До глубокой ночи снова никто не спит на зимовке. Наумыч, запершись в своей комнате, пишет инструкцию для Ступинского, которого он оставляет своим заместителем. На огромном полотняном конверте, запечатанном сургучной печатью, написано: «Вскрыть, если я не вернусь до 15 марта». В этом пакете — подробный наказ зимовке, на случай, если с начальником стрясется какая-нибудь беда.

Савранский упаковывает продовольствие — нам нужен запас не меньше чем на десять дней. Я выбираю малицы и спальные мешки, Редкозубов спешно переделывает печку. Во время похода Горбовского в ней обнаружились некоторые конструктивные недостатки: большая кастрюля своим дном глушила пламя горящего примуса.
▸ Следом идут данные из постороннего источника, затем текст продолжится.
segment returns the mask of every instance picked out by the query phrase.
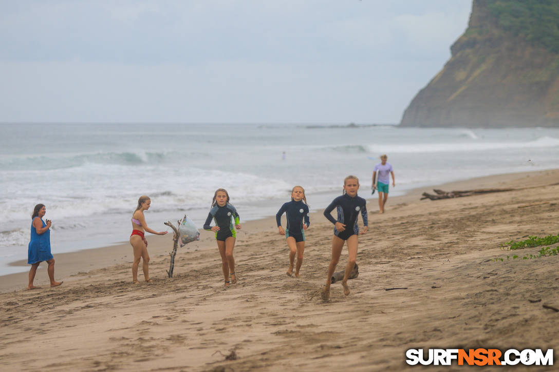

Все остальные зимовщики, кто как может, помогают нам.

Боря Линев и Желтобрюх отобрали и заперли в салотопке собак для нашей нарты.

Арсентьич приготовил в дорогу питье и разлил в наши термосы. Вася Гуткин по радиосигналам выверил наши часы.

Только поздно ночью я вернулся в свою комнату. Если позволит погода, мы выступим завтра, с рассветом. Значит, я должен сейчас приготовить и уложить все, что нужно в дорогу.

Я уже решил: я надену пару холодного белья, теплую рубаху, меховые штаны, шерстяные чулки, меховые носки, валенки, два свитера и норвежскую суконную рубаху. В рюкзак я кладу: еще пару шерстяных носков, меховые чулки, шерстяной шарф, меховую рубаху, толстые шерстяные варежки, кожаные финские рукавицы, моток крепкого шнура, «кошки» для ледников, записную книжку, два карандаша и термос.

Когда все это наконец уложено в мешок, а моя походная одежда проверена и аккуратно разложена на стуле, я быстро раздеваюсь и ложусь спать.

За стеной тихо, ветра как будто нет, барометр весь день стоял высоко. «Может, нам повезет, и завтра будет хороший день», — думаю я, засыпая.

____________

Но нам не повезло. Утро настало пасмурное, ветреное, туманное. Даже собаки попрятались под крыльцом бани, в ангаре, под навесом «Торгсина». На пустынном берегу целыми тучами носится сухой мелкий снег. Ветер рвет на длинные ленты серый, жидкий дым печных труб.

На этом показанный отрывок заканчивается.